The forum non conveniens doctrine is a “flexible concept” which recognizes that a court has “a residual power to decline to exercise its jurisdiction in appropriate, but limited, circumstances in order to assure fairness to the parties and the efficient resolution of the dispute”. There are at least six factors relevant to forum non conveniens identified by the Supreme Court (Van Breda, para. 105):
- the comparative convenience and expense for the parties to the proceeding and for their witnesses, in litigating in the court or in any alternative forum;
- the law to be applied to issues in the proceeding;
- the desirability of avoiding multiplicity of legal proceedings;
- the desirability of avoiding conflicting decisions in different courts;
- the enforcement of an eventual judgment; and
- the fair and efficient working of the Canadian legal system as a whole. [s. 11(2)]

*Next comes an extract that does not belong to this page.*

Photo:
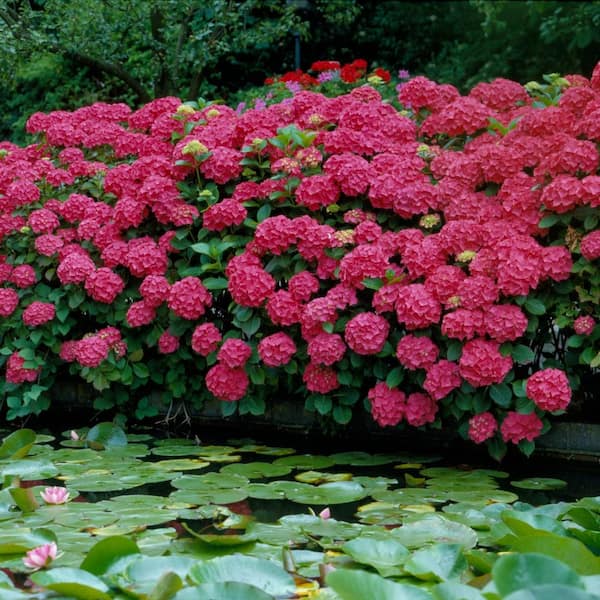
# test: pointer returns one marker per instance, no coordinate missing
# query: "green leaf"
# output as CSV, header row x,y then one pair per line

Global’s position is that Thailand is clearly the more appropriate forum, submitting that five of the six factors weigh heavily in favour of Thailand. Global notes that witnesses who can address issues such as what was communicated about road safety to Nora and Marija, what occurred during the job placement and acceptance process in Thailand, the use of the scooter by Nora, who provided scooters, how the accident occurred, and the alleged inadequacy of medical care and timeliness of the proposed provision of insurance information, are in Thailand. Many of these witnesses will not speak English and interpreters will be required. Global also submits that the applicable law is Thailand, but this is based on its position that the appropriate contracts are those involving XploreAsia, Matthew English and Education Guide. Global also says that the desire to avoid a multiplicity of proceedings and conflicting decisions, and ease of enforcement of any judgment, favours Thailand as well.
The plaintiffs’ approach forum non conveniens very differently. The action is against Global, a Canadian company active in Ontario which made representations to the plaintiffs in Ontario. The representatives of Global are based in British Columbia, speak English, and can easily travel to Ontario. Under the contract, Canadian law applies and, if this matter is to be tried in Ontario, it would be appropriate to apply Ontario law based on the contract and the principle of lex loci delicti. The plaintiffs argue that it would be unfair to have to bring a proceeding in Thailand against Global when both parties are in Canada; indeed, Global’s position that its “Destination Office” is run by XploreAsia, not Global, which has no employees in Thailand. This undermines the argument of a connection to Thailand by Global and suggests any enforcement proceeding would need to be brought in Canada, or elsewhere, but certainly not in Thailand.
Based on the evidence Justice Schabas determined that Global has not met the burden of demonstrating that Thailand is a clearly more convenient or appropriate jurisdiction for this action.